Appeal from the United States District Court for the District of South Carolina, at Charleston.

Kenneth C. Krawcheck, Charleston, South Carolina, for Appellant.

J. Preston Strom, Jr., United States Attorney, A. Peter Shahid, Jr., Assistant United States Attorney, Joseph P. Griffith, Jr., Assistant United States Attorney, Charleston, South Carolina, for Appellee.

D.S.C.

AFFIRMED.

Before PHILLIPS, MURNAGHAN, and WILKINS, Circuit Judges.

PER CURIAM:


OPINION

Ray Crews appeals his conviction for possession of an unregistered firearm. Finding no merit to the issues raised on appeal, we affirm.
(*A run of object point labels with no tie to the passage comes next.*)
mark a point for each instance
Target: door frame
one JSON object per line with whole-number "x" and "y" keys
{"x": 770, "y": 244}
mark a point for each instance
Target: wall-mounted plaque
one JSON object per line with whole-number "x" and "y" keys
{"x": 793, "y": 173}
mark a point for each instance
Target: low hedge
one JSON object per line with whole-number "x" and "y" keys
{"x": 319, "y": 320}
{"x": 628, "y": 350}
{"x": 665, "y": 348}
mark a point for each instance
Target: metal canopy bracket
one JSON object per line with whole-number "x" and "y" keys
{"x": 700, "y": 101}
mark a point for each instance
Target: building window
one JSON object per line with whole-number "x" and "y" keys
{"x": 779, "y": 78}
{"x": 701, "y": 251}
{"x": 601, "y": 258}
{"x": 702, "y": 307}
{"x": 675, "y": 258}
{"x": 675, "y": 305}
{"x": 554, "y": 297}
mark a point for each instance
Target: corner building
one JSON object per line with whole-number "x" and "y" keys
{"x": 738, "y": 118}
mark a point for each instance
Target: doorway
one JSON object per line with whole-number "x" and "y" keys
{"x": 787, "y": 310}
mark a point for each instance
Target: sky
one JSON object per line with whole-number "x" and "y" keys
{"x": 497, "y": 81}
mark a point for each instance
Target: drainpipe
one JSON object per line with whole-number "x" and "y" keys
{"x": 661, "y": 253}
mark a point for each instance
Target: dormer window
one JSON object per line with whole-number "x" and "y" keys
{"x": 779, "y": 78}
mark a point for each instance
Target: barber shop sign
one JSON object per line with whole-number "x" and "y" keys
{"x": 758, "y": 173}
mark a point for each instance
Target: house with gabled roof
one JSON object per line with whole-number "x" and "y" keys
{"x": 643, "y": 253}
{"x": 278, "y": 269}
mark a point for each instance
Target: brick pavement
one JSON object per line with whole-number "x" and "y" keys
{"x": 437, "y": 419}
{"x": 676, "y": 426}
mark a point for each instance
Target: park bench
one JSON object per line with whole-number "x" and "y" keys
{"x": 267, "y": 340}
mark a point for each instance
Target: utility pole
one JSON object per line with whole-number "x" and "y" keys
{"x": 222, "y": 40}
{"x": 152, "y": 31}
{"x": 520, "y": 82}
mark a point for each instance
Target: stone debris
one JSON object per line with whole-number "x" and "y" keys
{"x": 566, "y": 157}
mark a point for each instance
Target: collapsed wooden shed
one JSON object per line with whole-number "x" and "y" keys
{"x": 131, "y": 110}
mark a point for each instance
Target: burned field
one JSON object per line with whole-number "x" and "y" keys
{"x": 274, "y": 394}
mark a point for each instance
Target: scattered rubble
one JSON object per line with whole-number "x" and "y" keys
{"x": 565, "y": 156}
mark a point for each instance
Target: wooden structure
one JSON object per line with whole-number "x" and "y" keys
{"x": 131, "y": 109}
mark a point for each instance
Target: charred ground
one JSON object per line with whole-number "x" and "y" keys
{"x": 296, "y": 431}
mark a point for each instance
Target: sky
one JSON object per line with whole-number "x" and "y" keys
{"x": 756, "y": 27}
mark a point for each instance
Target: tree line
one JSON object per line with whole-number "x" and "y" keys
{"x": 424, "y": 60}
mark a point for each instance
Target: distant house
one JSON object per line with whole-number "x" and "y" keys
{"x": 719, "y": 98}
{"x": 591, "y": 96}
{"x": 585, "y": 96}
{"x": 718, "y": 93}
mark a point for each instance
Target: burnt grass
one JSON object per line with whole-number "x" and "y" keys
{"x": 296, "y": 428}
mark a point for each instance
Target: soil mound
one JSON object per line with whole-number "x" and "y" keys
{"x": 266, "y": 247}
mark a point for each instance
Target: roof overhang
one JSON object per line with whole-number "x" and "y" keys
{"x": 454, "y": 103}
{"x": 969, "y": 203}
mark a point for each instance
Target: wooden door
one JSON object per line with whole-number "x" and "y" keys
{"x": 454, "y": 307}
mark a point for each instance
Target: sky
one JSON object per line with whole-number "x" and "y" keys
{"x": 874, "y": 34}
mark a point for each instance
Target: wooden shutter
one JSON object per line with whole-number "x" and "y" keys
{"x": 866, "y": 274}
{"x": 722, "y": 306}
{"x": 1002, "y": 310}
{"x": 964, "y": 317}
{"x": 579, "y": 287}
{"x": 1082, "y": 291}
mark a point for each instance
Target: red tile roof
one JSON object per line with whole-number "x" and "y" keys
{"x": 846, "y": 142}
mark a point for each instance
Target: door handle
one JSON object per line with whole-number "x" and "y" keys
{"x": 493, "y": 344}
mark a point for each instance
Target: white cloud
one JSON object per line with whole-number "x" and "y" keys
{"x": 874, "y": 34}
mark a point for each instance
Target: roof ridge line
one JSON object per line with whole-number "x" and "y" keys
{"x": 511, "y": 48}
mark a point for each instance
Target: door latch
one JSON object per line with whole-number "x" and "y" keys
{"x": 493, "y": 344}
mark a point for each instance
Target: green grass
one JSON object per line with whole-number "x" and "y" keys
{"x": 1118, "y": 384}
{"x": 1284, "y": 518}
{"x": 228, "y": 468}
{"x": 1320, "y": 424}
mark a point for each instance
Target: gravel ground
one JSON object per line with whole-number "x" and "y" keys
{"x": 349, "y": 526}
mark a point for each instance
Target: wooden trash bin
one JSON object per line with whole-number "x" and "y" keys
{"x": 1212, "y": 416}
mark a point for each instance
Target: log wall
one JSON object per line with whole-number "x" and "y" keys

* At approximately 10:30 p.m. on August 14, 1990, four sheriff's deputies in Dorchester County, South Carolina, stopped a car which Ray Crews was driving and in which his brother, Charles, was a passenger. As they initiated the stop, the deputies noticed a good bit of movement inside the car. As two deputies approached the passenger side of the car, they illuminated the car's interior with their flashlights. They saw a bulge in the floor mat on the passenger side and the butt of a gun protruding from under the mat near the transmission hump.

Officers ordered the Crews brothers out of the car and retrieved from under the floor mat a sawed-off shotgun whose barrel was roughly ten inches long. The gun was approximately seventeen inches long, and its stock had been modified to a pistol grip. An ATF agent testified that such a firearm was required by law to be registered but that this particular weapon was not registered. The agent also testified that it was easy to reach the passenger's floor mat from the driver's seat.

A jury convicted Crews of possession of an unregistered firearm. He received a twenty-one month sentence. Crews timely appealed.

II

Crews claims first that there was technical noncompliance with Fed. R. Crim. P. 4 and 9. Assuming that there were deficiencies in the manner in which authorities attempted to serve the summons and in the bench warrant which was issued when Crews failed to appear at his arraignment, these deficiencies do not warrant the relief sought. The law is clear that defects in the procedure through which a defendant is brought to court do not void his subsequent conviction. See United States v. Crews, 445 U.S. 463, 474 (1980); Gerstein v. Pugh, 420 U.S. 103, 119 (1975); United States v. Manbeck, 744 F.2d 360, 381 (4th Cir. 1984), cert. denied, 469 U.S. 1217 (1985).

III

Crews next claims that the evidence was insufficient to establish that he possessed the firearm. To sustain a conviction under 26 U.S.C.A. § 5861 (West 1989), possession may be actual or constructive. United States v. Jenkins, 981 F.2d 1281, 1283 (D.C. Cir. 1992). " ' [T]o establish constructive possession, the government must produce evidence showing ownership, dominion, or control over the contraband itself or the premises or vehicle in which the contraband is concealed.' " United States v. Blue, 957 F.2d 106, 107 (4th Cir. 1992) (quoting United States v. Ferg, 504 F.2d 914, 916-17 (5th Cir. 1974) (alteration in original)).

In the subject case, the evidence was sufficient under Glasser v. United States, 315 U.S. 60, 80 (1942), to sustain the conviction. Crews was the driver of the car; as such, he clearly had dominion and control over the vehicle. Further, the shotgun, which was not properly registered, was well within his reach, its grip was pointing toward him, and the shotgun protruded from under the passenger floor mat. These facts are sufficient to establish constructive possession under the applicable case law.

IV

Finally, we find no deficiency in the court's instruction on constructive possession. The instruction, taken as a whole, fairly stated the law of constructive possession in this Circuit. See United States v. Cobb, 905 F.2d 784, 788-89 (4th Cir. 1990), cert. denied, 498 U.S. 1049 (1991).

V

We accordingly affirm the conviction. As our review of the materials before us reveals that it would not significantly aid the decisional process, we dispense with oral argument.